Sen. Tom Carper, D-Del., who heads the Senate Homeland Security and Governmental Affairs Committee, said in an email that he plans a hearing this year to examine the Pentagon’s “spare-parts problems” and “other opportunities to curb wasteful spending.”

The largest overcharge described in the July report was as much as $2.6 million for 142 Chinook engine transmission housings that the inspector general found weren’t needed.

Instead of giving the Army the unneeded parts, Boeing was allowed to keep them for other jobs “even though the Army paid for” the items, the audit found.

While the excessive charges cited by the inspector general amount to rounding errors for Boeing, which reported almost $22 billion of sales in this year’s second quarter, the July report follows a series of government audits challenging amounts paid by the Pentagon under various contracts.

A 2008 audit said Boeing sought $1.9 billion in unjustified payments on military contracts under a formula designed to compensate contractors for rising costs. After negotiations, the amount was cut to $272 million, the inspector general’s report said.

In June, the inspector general said the Defense Logistics Agency paid Boeing $13.7 million more than it should have for spare parts, including $2,286 apiece for an aluminum “bearing sleeve” that should have cost $10.

A May 2011 audit found about $13 million of overcharges on $23 million of orders from a Texas army depot. That report said Boeing charged $644.75 for a plastic motor gear used on Chinook helicopters, which another Pentagon agency purchased for $12.51.

Boeing’s twin-rotor CH-47 Chinook, first used in combat in 1965 during the Vietnam War, is one of the Army’s most versatile transport helicopters. The latest version, the CH-47F, first flew in 2001 and according to Boeing can fly 196 miles per hour (315 kilometers per hour) and carry 24,000 pounds (10,886 kilograms).

The July audit report cited the transmission housings to illustrate extra costs arising from the use of new versus used parts. While Boeing proposed meeting “the full contract requirement of 232” transmission housings using salvaged parts, the Army also accepted the company’s proposal for 142 new housings that could be used as necessary. “As a result, potential excess costs for the housings were $1.2 million to $2.6 million,” the audit found.

In another example cited in the report, the Army accepted Boeing’s proposal for 65 new aft transmission gears on the remanufactured Chinooks, based on an estimate that new parts would be used 56 percent of the time.
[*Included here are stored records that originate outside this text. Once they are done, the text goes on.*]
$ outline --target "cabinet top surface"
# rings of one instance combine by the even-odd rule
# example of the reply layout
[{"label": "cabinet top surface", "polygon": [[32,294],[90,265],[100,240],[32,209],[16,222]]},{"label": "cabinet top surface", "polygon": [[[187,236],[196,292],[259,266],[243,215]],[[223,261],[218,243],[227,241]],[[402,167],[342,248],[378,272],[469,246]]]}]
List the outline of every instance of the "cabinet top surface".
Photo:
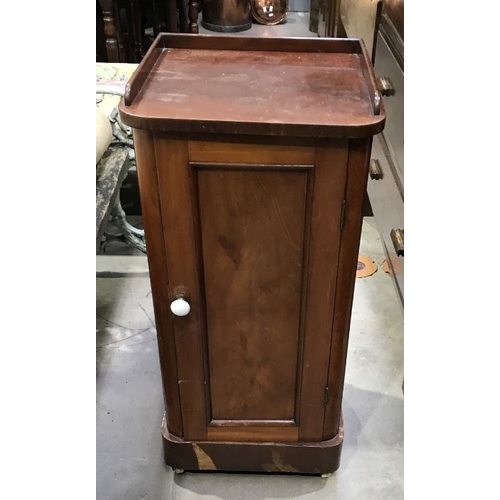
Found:
[{"label": "cabinet top surface", "polygon": [[160,34],[127,85],[134,128],[366,137],[385,112],[359,40]]}]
Army data showed that only one new gear was installed in the first 50 aircraft, a 2 percent rate. The difference added $1.6 million in costs, the audit found.

In addition, Boeing could have overcharged the Army as much as $19.1 million on new parts for a $4 billion, multiyear CH-47F production contract awarded in June if the service hadn’t revised its terms based on the inspector general’s emerging findings, according to the report. The June contract calls for Boeing to turn over unused parts to the Army.
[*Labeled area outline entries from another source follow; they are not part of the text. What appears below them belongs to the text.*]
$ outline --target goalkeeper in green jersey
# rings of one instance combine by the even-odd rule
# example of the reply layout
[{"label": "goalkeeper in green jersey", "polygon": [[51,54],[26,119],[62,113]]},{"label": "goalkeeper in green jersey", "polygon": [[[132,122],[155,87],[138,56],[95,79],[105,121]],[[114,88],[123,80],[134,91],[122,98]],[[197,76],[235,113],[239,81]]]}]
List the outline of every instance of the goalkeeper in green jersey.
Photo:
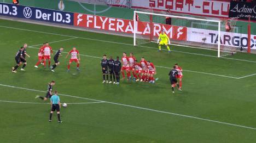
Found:
[{"label": "goalkeeper in green jersey", "polygon": [[171,52],[171,50],[170,50],[169,46],[168,44],[170,44],[170,39],[168,36],[164,33],[164,30],[162,30],[161,33],[159,34],[159,37],[158,38],[158,50],[159,52],[161,52],[161,46],[162,45],[164,45],[165,47],[168,49],[168,52]]}]

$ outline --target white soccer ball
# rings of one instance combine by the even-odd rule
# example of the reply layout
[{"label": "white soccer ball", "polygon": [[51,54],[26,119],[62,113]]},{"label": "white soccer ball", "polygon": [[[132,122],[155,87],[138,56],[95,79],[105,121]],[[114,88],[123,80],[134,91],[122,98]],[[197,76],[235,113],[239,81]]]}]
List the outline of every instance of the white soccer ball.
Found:
[{"label": "white soccer ball", "polygon": [[67,107],[67,103],[64,103],[62,104],[62,106],[63,106],[63,107]]}]

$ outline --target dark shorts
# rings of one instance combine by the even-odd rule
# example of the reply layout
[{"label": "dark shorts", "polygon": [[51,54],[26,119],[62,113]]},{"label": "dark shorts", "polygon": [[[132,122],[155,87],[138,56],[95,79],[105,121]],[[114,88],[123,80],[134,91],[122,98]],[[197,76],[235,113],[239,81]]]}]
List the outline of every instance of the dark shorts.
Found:
[{"label": "dark shorts", "polygon": [[115,73],[115,75],[120,74],[120,71],[114,71],[114,72]]},{"label": "dark shorts", "polygon": [[53,107],[51,107],[51,111],[60,111],[60,105],[58,104],[53,104]]},{"label": "dark shorts", "polygon": [[49,92],[47,92],[46,95],[45,96],[45,98],[50,98],[51,97],[51,95],[50,94]]},{"label": "dark shorts", "polygon": [[113,69],[109,69],[109,74],[114,74],[114,70]]},{"label": "dark shorts", "polygon": [[171,82],[171,84],[172,85],[173,84],[176,84],[178,82],[177,80],[177,78],[171,78],[170,79],[170,81]]},{"label": "dark shorts", "polygon": [[16,60],[16,63],[17,64],[20,64],[20,63],[21,61],[20,60],[20,58],[18,58],[18,57],[15,57],[15,60]]},{"label": "dark shorts", "polygon": [[105,70],[102,69],[102,73],[108,74],[108,69],[105,69]]},{"label": "dark shorts", "polygon": [[27,62],[26,59],[24,60],[24,59],[21,59],[21,58],[20,58],[20,61],[21,61],[21,62],[22,62],[23,63]]},{"label": "dark shorts", "polygon": [[55,64],[59,63],[58,58],[54,58],[54,62],[55,63]]}]

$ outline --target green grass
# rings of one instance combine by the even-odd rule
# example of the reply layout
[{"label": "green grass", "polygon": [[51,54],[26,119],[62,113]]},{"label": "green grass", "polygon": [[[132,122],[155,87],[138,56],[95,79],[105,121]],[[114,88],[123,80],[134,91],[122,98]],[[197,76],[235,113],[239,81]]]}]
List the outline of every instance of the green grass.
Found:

The two contracts each called for delivery of as many as 430 new or remanufactured helicopters.

Scott Amey, general counsel for the Project on Government Oversight, a Washington-based advocacy group, said in an email that “the audits show a continued pattern of inventory, pricing and oversight failures” by the Army and “Boeing charging more than fair and reasonable prices.”

“If the partnership is going to work, both parties” must “share current pricing data,” he said. “If something doesn’t give, we’re going to see additional audits and reactive attempts to recover funds.”

The Army Contracting Command, in official responses included in the inspector general’s report, didn’t address issues the report cited about the 2008 contract. The command instead cited actions it took before the award of the second contract in June that improved scrutiny of Boeing’s proposal.

Boeing made “significant adjustments” to its proposal, the audit found.

Dan O’Boyle, spokesman for the Army Aviation and Missile Life Cycle Management Command, which is managing the 2008 contract, didn’t respond to a request for comment.

The CH-47F contract “was not well-written and actually allowed Boeing to determine whether to install a new or reworked part,” said Serchak, the inspector general’s spokeswoman.

“The used parts were salvaged” from remanufactured helicopters and the company “installed significantly more” of them “instead of the proposed” new items, according to the audit.

The inspector general didn’t recommend that the Army seek refunds on the 2008 contract because the Army “did not look at kinds and quantities” of parts in its technical reviews before the contract was signed “and did not define to Boeing what was acceptable and what was unacceptable,” Serchak said.

“Therefore, because this practice is allowable under the contract, it is doubtful that there is a legal basis to seek a refund because of wrongdoing by Boeing,” she said. “However, Boeing could voluntarily refund these amounts.”